---
base_model: Qwen/Qwen3-VL-8B-Instruct
library_name: transformers
license: other
pipeline_tag: image-text-to-text
tags:
- reward-model
- image-editing
- FIRM
- llama-factory
- generated_from_trainer
model-index:
- name: FIRM-Edit-8B
  results: []
---

# FIRM-Edit-8B

[**Project Page**](https://firm-reward.github.io/) | [**Paper**](https://arxiv.org/abs/2603.12247) | [**GitHub**](https://github.com/VisionXLab/FIRM-Reward)
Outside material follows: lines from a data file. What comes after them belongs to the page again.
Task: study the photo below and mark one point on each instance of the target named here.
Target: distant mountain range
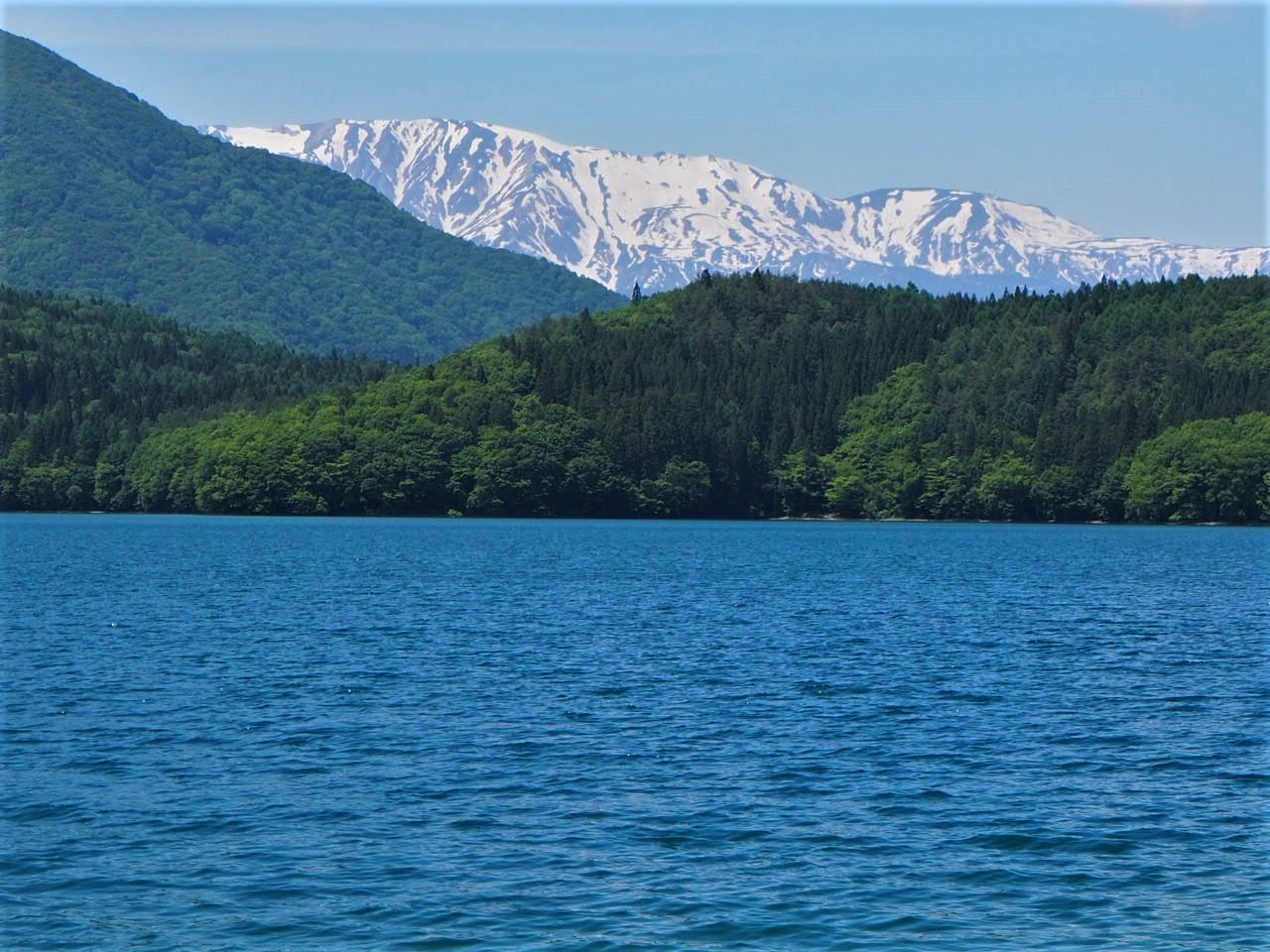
(661, 220)
(103, 195)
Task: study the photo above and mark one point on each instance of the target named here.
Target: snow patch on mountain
(659, 220)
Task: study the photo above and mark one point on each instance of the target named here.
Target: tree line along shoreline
(747, 397)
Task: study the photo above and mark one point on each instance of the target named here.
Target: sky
(1132, 119)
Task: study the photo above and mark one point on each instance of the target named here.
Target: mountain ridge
(661, 218)
(104, 195)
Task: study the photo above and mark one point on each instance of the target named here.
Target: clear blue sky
(1130, 119)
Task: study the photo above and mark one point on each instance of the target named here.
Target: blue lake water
(305, 734)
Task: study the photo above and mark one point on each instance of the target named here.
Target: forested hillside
(103, 195)
(757, 395)
(82, 384)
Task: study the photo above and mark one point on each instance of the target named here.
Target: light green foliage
(1203, 471)
(735, 397)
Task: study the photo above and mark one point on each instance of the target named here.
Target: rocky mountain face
(659, 220)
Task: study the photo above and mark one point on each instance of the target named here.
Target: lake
(391, 734)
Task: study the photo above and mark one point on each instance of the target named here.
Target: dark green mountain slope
(760, 397)
(81, 384)
(102, 194)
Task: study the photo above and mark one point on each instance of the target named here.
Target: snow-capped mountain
(659, 220)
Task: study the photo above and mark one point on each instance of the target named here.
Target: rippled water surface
(290, 734)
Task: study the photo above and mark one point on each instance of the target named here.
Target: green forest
(104, 195)
(737, 398)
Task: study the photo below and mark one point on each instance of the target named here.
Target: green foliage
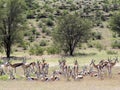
(4, 77)
(115, 22)
(71, 29)
(112, 52)
(30, 14)
(53, 50)
(33, 30)
(37, 50)
(12, 23)
(99, 46)
(43, 43)
(116, 44)
(49, 22)
(96, 35)
(31, 38)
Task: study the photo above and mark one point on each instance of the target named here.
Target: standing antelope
(14, 65)
(110, 65)
(75, 68)
(98, 67)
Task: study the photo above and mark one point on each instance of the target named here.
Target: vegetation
(11, 23)
(71, 30)
(115, 22)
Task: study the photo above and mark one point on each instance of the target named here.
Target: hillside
(42, 16)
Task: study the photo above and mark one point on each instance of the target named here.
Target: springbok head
(116, 59)
(109, 59)
(92, 62)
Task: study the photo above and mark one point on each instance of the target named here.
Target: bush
(4, 77)
(40, 24)
(49, 22)
(99, 46)
(45, 30)
(97, 35)
(33, 30)
(31, 38)
(43, 43)
(116, 44)
(53, 50)
(30, 15)
(112, 52)
(37, 50)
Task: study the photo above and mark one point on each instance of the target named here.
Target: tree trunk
(71, 51)
(8, 51)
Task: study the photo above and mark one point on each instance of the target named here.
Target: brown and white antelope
(99, 68)
(15, 65)
(109, 65)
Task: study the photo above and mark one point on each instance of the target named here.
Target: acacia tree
(11, 23)
(71, 30)
(115, 23)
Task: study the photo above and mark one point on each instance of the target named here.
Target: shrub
(37, 50)
(33, 30)
(30, 15)
(97, 35)
(4, 77)
(99, 46)
(40, 24)
(112, 52)
(116, 44)
(31, 38)
(43, 43)
(49, 22)
(53, 50)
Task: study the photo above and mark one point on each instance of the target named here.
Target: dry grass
(88, 83)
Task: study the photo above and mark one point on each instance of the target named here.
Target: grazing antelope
(3, 69)
(15, 65)
(54, 77)
(110, 65)
(68, 72)
(75, 68)
(98, 67)
(29, 67)
(63, 66)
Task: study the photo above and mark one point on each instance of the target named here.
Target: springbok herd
(40, 70)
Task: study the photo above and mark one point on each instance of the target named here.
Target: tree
(11, 23)
(115, 22)
(71, 30)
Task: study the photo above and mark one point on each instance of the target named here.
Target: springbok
(109, 65)
(75, 68)
(15, 65)
(30, 66)
(98, 67)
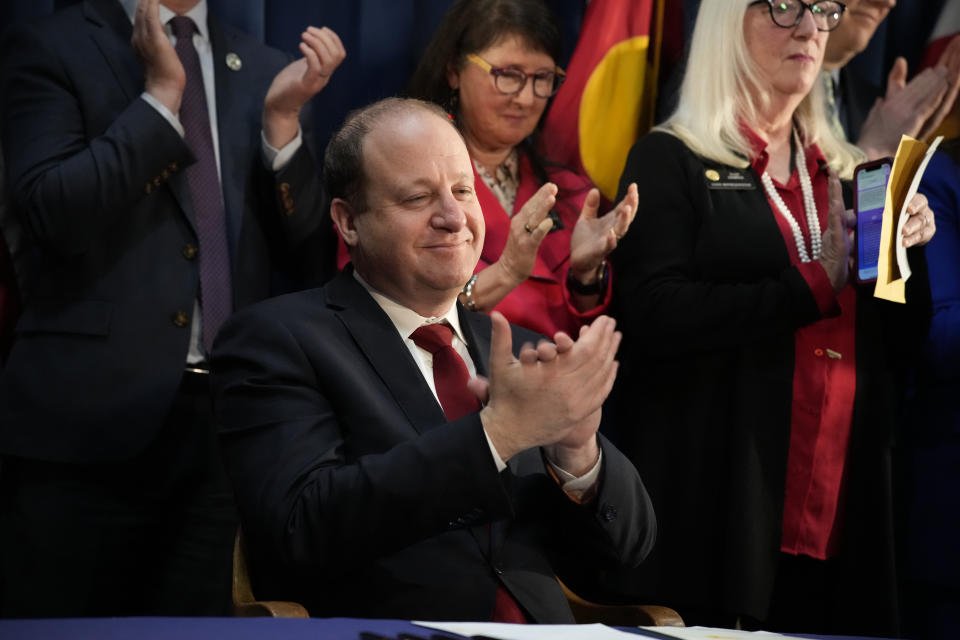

**FIRM-Edit-8B** is a robust reward model (critic) designed for faithful image editing. It is a fine-tuned version of [Qwen/Qwen3-VL-8B-Instruct](https://huggingface.co/Qwen/Qwen3-VL-8B-Instruct) on the **FIRM-Edit-370K** dataset. The model is part of the **FIRM (Faithful Image Reward Modeling)** framework, which provides accurate and reliable guidance for visual reinforcement learning pipelines.

## Model Description

Conventional reward models used for image editing often suffer from hallucinations and assign noisy scores, misguiding the optimization process. FIRM-Edit-8B addresses these issues by evaluating edits through two competing objectives:
1. **Execution**: Adherence to the editing instruction.
2. **Consistency**: Preservation of original content in unedited regions.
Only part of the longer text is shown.